Make Medicare hospice “open access.”  This is a nice plea from Oreofe Odejide to expand hospice to allow concurrent use with disease directed care.  The poignant case of a  66 year old with a blood born cancer who obtains relief of fatigue and bleeding from transfusions of blood and platelets, disallowed by many hospices due to lack of affordability.

An attack on POLSTAuthors are Kendra Moore, Emily Rubin, and Scott Halpern.  I’m a friend of Scott’s and work professionally with him. So while I mostly disagree, rather than elaborating extensively, I’ll quote Laura Petrillo, who responds to Moore’s assertion that POLST “may actually curtail patient-centered decision making when applied more broadly.”  Laura writes, “We need to encourage advance care planning for a lot more than resuscitation preferences (to the degree that that is possible).. but why the extreme injunction to curtail all POLST implementation/use as a quality metric? Instead of pointing a finger at POLST we should be questioning our status quo of aggressive resuscitation in advanced illness. The POLST is a necessary reaction so that people don’t get assaulted by EMS! And it’s an interesting thought, but there’s no evidence (that I know of), that POLST completion limits other kinds of conversation.  It’s conjecture.”  I will say that a nurse researcher was just in my office who was very disappointed in the quality of the POLST conversation a clinician had her sick relative.  There is anecdotal reason to be concerned.  On the other hand, I’ve seen many wonderful conversations evolve from the decision to complete a POLST.  Those are important anecdotes too.  Let’s not throw out the baby with the bathwater.
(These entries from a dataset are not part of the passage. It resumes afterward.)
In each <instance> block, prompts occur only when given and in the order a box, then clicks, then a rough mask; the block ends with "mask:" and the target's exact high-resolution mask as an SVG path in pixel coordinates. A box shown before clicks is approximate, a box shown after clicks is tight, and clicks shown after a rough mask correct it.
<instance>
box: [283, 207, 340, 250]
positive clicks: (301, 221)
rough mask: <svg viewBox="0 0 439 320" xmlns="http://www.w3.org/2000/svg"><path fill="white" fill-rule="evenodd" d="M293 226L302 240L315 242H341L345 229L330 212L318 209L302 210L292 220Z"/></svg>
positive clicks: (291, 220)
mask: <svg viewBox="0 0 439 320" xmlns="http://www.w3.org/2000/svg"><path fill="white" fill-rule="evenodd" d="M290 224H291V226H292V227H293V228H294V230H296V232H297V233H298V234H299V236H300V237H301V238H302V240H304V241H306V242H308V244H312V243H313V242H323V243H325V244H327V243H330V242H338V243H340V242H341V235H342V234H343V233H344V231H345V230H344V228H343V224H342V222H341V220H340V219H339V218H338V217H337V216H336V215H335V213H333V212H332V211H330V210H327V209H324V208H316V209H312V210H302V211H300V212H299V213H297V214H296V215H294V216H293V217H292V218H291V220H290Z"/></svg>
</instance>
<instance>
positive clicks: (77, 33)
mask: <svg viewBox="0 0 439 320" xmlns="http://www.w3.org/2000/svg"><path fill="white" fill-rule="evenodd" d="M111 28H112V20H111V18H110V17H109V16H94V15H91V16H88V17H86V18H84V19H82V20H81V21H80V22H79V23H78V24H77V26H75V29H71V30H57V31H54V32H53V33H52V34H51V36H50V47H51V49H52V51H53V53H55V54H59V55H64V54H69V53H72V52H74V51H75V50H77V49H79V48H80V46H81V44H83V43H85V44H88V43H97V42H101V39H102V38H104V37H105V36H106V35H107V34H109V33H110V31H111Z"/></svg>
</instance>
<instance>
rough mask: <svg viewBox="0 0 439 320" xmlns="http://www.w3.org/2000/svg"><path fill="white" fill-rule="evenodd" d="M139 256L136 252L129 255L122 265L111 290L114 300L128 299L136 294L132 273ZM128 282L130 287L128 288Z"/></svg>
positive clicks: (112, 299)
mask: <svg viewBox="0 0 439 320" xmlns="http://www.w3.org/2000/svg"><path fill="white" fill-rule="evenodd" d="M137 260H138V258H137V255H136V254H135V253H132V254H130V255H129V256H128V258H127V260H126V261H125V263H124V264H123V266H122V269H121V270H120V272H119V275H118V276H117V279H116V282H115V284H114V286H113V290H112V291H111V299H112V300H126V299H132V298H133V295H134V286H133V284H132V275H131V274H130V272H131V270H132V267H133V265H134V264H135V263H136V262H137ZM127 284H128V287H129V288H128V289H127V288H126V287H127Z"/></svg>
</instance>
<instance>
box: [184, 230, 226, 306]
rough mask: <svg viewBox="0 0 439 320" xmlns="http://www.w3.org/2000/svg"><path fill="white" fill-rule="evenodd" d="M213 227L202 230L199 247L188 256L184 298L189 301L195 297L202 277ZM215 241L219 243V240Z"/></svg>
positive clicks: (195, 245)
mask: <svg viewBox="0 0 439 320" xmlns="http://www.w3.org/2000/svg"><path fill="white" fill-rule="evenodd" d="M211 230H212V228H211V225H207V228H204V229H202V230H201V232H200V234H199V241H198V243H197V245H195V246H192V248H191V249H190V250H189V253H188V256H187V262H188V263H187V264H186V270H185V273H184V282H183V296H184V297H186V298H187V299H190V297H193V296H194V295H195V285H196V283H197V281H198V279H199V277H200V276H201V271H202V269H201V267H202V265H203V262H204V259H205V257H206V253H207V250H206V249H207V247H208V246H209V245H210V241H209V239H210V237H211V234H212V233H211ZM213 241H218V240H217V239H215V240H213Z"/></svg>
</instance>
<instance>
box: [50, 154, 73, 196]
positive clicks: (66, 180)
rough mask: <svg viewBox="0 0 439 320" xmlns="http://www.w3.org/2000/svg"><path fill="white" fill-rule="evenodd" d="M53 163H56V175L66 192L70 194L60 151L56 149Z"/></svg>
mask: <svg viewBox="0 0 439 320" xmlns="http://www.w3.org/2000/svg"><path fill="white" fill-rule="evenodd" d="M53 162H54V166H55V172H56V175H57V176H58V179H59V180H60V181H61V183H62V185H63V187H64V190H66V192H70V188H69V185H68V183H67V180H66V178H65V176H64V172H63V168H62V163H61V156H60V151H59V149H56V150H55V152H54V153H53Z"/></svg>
What would mom want?  Author Teddi Anderson Curry.  Oy.  Vey.  This is heavy.  And great reading.  A daughter is asked by a relative to consider administering a fatal dose of morphine to her mother, dying of COPD.  Would her mother have wanted it?  This piece speaks eloquently of the potential emotional and moral cost of ending another’s life.

A plea to expose medical students to dying patients.  Author Daniel Shalev.  Nice, somewhat long story, that makes the point that medical students should learn how to care for dying patients.  It’s an integral part of medical education.

Hope is that Thing With Feathers.  Author Larry Kripe.  Great story about an oncologist learning hard lessons about hope.  Though I’m an amateur birder and gardener too, I didn’t really get the Emily Dickenson bird analogy.  Can someone explain it to me?